Os dados revelam uma tendência preocupante: o esforço salarial com o aluguer subiu de 38% em 2019 para 50% em 2025, o valor mais alto de toda a série histórica analisada
Agrava-se em Espanha a crise de acesso à habitação. Em 2025, o esforço financeiro exigido aos espanhóis para arrendar casa atingiu um novo máximo: 50% do salário bruto médio foi destinado ao pagamento da renda, face aos 47% registados em 2024.
Segundo o estudo elaborado com base em dados da InfoJobs e da Fotocasa, o aumento de os preços do arrendamento voltou a superar largamente a evolução dos salários. Enquanto os salários oferecidos cresceram apenas 1% no último ano, o preço da habitação arrendada subiu 6,9%, para 14,21 euros mensais por metro quadrado.
Tomando como referência uma habitação de 80 metros quadrados, o custo médio anual da renda atingiu 13 642 euros, valor que obriga a canalizar metade do salário bruto médio nacional, fixado em 27 336 euros anuais.
Madrid e Catalunha concentram maior pressão
Por comunidades autónomas, Madrid lidera o ranking de esforço salarial destinado à renda, com 71% do salário bruto, seguida de muito perto pela Catalunha, onde a percentagem chega aos 70%. As ilhas Baleares (64%), o País Basco (58%) e as Canárias (56%) completam o grupo de territórios onde arrendar casa representa um encargo especialmente elevado para os trabalhadores.

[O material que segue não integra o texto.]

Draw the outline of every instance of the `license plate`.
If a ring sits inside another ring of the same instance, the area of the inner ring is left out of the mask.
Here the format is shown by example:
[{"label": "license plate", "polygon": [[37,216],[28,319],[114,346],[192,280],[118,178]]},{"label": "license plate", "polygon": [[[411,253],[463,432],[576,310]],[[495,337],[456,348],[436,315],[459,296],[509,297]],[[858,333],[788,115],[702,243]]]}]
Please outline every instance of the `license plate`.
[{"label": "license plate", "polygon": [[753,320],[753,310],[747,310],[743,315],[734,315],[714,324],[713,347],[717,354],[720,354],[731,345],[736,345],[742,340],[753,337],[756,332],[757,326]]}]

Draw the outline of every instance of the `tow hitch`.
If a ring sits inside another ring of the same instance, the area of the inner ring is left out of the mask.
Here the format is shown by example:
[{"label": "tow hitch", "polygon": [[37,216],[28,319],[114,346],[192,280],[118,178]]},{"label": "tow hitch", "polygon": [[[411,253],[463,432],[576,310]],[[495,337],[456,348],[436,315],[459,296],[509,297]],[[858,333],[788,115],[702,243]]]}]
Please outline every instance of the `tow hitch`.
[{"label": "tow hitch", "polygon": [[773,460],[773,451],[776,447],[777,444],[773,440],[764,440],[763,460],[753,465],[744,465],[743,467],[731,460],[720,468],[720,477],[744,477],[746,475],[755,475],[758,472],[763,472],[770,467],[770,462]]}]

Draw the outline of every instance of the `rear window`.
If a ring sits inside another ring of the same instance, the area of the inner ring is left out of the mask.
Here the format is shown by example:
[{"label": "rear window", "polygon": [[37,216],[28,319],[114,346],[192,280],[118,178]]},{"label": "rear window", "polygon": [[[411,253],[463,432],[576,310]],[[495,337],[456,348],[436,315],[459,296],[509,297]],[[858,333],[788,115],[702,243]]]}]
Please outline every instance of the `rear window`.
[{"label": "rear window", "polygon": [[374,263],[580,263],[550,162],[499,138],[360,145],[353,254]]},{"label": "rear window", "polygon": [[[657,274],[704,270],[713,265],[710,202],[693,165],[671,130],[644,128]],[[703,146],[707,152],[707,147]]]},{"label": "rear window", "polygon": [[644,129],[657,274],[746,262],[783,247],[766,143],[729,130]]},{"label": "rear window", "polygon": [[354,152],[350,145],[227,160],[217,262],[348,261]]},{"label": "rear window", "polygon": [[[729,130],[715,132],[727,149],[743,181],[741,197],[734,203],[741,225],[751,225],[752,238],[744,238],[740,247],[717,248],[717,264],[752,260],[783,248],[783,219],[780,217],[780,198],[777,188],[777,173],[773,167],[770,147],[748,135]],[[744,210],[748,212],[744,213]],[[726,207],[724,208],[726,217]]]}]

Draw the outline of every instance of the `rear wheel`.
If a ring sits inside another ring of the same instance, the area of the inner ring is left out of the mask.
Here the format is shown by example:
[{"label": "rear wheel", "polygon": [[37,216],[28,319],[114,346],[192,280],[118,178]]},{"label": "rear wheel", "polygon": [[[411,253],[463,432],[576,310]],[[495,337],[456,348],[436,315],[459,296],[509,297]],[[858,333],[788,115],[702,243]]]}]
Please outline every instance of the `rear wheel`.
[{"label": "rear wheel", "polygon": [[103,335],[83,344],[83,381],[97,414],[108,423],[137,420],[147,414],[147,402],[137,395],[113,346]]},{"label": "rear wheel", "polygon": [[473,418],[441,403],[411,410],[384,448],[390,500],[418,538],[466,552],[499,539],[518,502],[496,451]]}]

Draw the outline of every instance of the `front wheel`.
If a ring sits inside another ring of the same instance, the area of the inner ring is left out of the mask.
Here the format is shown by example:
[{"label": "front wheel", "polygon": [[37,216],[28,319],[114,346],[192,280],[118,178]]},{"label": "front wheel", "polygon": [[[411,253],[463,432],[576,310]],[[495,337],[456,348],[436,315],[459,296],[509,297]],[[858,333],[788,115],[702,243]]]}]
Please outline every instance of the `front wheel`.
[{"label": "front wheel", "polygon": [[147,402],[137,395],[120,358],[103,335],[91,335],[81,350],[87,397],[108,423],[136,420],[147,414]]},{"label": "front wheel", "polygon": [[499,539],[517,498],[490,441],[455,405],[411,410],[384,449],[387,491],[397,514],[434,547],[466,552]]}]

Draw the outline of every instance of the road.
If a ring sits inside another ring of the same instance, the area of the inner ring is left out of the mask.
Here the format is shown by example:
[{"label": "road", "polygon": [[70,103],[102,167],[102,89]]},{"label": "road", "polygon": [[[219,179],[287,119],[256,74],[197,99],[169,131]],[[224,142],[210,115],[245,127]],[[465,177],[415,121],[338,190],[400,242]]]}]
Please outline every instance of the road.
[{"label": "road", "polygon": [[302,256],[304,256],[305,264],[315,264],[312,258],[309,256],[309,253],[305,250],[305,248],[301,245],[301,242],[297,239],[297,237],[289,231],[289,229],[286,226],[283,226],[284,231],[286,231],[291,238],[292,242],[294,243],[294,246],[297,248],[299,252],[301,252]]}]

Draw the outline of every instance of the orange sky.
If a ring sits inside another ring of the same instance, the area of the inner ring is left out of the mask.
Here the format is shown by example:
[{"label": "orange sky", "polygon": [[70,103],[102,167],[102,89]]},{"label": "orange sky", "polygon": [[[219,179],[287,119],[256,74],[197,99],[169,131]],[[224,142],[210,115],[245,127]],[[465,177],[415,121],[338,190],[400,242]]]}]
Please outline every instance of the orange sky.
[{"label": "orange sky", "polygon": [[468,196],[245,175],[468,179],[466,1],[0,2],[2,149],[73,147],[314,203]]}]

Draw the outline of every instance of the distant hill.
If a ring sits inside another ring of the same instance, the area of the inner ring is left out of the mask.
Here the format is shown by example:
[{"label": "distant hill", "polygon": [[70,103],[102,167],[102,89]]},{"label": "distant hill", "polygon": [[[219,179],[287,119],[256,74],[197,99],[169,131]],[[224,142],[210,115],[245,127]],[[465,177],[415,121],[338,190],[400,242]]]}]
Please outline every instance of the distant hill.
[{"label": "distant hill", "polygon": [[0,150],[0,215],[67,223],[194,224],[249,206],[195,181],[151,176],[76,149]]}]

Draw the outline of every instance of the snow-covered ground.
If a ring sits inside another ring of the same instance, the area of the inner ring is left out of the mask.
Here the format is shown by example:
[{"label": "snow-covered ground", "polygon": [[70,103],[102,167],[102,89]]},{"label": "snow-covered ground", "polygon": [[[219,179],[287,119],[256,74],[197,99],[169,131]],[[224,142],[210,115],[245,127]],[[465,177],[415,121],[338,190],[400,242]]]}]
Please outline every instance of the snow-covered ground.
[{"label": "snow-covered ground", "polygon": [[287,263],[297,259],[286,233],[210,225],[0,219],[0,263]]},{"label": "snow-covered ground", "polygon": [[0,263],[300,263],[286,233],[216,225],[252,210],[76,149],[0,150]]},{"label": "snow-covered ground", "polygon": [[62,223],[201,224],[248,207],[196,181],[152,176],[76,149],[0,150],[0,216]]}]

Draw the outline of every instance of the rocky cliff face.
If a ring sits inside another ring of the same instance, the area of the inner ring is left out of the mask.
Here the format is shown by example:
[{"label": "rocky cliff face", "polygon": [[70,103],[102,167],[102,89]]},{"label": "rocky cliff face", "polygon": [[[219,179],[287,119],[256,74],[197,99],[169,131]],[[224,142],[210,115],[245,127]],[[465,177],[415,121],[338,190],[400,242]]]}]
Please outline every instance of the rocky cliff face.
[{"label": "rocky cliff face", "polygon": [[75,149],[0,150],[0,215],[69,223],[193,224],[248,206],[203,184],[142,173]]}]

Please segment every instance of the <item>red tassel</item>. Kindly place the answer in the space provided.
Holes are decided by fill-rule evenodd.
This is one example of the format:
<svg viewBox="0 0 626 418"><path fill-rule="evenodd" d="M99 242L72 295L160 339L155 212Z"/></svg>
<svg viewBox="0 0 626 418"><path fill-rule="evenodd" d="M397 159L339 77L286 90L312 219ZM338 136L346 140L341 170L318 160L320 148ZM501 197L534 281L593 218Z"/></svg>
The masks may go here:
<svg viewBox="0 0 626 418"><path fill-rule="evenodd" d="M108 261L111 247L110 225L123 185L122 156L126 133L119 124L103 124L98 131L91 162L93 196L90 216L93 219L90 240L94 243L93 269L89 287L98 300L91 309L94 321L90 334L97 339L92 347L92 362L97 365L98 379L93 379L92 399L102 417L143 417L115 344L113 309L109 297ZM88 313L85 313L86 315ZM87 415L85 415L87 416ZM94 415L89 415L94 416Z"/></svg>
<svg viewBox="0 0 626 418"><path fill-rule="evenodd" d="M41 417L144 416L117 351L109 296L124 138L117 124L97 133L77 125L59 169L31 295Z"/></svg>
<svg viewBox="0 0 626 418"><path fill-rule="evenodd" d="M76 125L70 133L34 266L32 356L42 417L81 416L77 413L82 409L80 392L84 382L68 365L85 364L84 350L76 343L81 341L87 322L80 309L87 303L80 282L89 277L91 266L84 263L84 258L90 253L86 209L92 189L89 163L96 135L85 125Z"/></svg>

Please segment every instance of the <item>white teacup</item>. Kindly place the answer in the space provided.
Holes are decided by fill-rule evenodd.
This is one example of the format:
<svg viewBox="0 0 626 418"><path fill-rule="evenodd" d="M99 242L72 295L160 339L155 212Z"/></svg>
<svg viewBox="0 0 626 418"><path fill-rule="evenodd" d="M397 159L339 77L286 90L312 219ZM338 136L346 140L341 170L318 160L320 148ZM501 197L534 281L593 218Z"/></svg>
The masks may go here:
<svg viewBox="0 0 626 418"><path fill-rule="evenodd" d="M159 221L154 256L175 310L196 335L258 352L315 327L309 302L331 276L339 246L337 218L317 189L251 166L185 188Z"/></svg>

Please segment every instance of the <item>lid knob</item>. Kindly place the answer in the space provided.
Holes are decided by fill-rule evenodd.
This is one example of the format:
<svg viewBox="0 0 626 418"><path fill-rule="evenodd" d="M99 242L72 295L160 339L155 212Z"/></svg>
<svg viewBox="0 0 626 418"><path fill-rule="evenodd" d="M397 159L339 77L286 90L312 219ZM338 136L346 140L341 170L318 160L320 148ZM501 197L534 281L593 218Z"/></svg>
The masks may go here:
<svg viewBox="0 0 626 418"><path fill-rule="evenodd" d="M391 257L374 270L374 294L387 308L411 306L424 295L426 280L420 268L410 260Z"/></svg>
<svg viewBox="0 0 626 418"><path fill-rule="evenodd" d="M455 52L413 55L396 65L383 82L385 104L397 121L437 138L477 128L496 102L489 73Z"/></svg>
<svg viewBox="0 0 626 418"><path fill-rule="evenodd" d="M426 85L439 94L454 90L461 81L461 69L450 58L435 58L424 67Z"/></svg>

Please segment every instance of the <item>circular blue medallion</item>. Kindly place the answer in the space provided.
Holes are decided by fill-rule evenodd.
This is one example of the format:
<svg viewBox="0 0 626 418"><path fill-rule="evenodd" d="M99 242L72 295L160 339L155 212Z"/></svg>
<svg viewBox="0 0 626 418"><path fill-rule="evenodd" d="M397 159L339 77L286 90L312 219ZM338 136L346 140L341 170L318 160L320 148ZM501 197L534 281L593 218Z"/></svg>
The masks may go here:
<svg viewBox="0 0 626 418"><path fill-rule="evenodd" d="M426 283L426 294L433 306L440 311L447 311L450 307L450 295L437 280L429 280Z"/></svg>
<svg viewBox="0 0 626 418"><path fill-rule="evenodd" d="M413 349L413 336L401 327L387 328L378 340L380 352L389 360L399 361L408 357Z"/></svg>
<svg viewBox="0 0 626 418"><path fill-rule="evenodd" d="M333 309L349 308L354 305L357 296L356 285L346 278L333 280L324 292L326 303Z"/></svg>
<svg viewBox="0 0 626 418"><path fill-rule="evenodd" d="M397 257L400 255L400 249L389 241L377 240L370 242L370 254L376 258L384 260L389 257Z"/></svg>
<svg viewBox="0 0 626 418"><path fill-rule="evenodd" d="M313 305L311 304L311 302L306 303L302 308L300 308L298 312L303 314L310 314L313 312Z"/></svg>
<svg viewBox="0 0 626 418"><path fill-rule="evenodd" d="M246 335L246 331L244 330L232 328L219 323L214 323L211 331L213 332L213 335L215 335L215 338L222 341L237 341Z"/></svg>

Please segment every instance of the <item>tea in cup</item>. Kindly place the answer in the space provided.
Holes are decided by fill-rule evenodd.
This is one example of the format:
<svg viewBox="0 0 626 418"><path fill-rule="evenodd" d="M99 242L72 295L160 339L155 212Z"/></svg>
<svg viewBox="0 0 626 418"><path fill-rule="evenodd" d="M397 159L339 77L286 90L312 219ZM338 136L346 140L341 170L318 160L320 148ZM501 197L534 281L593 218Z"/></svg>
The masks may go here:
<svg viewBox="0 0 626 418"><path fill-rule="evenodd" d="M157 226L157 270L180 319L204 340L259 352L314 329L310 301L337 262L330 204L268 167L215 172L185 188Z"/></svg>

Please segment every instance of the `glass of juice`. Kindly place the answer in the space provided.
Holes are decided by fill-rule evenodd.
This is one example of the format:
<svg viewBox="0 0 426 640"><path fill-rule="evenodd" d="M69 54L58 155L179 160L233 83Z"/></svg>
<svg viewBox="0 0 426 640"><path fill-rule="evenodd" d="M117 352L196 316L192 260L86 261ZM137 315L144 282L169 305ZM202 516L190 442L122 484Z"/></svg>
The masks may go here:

No extremo oposto surgem a Extremadura (29%) e Castela-Mancha (32%), as únicas comunidades onde o esforço se mantém relativamente mais contido, embora continue acima dos níveis recomendados pelos organismos internacionais.
Barcelona é a província menos acessível
A análise por província revela diferenças ainda mais marcadas. Barcelona consolida-se como a província onde a renda exige o maior esforço financeiro, absorvendo 76% do salário bruto médio. Seguem-se Madrid (72%), ilhas Baleares (64%), Biscaia (61%) e Las Palmas e Guipúscoa, ambas com 57%.
Pelo contrário, as províncias com menor pressão são Jaén (23%), Teruel (25%), Cáceres (27%) e Cidade Real (28%). De facto, apenas sete províncias e a comunidade autónoma da Extremadura registam níveis iguais ou inferiores a 30% do salário destinado à renda.
Situação de "emergência habitacional"
A Fotocasa alerta que estes dados marcam um ponto de viragem na crise de acesso à habitação. A diretora de Estudos e porta-voz da empresa, María Matos, sublinha que dedicar 50% do salário à renda configura uma situação de "autêntica emergência habitacional", por ficar 20 pontos acima dos níveis recomendados.
Já a InfoJobs destaca a crescente desconexão entre a evolução dos salários e o custo da habitação. Embora o salário bruto anual oferecido tenha aumentado 276 euros face ao ano anterior, este avanço revela-se insuficiente para compensar o forte encarecimento do mercado de arrendamento, situação que limita a capacidade de poupança, condiciona a mobilidade laboral e adia decisões vitais como a emancipação ou a formação de uma família.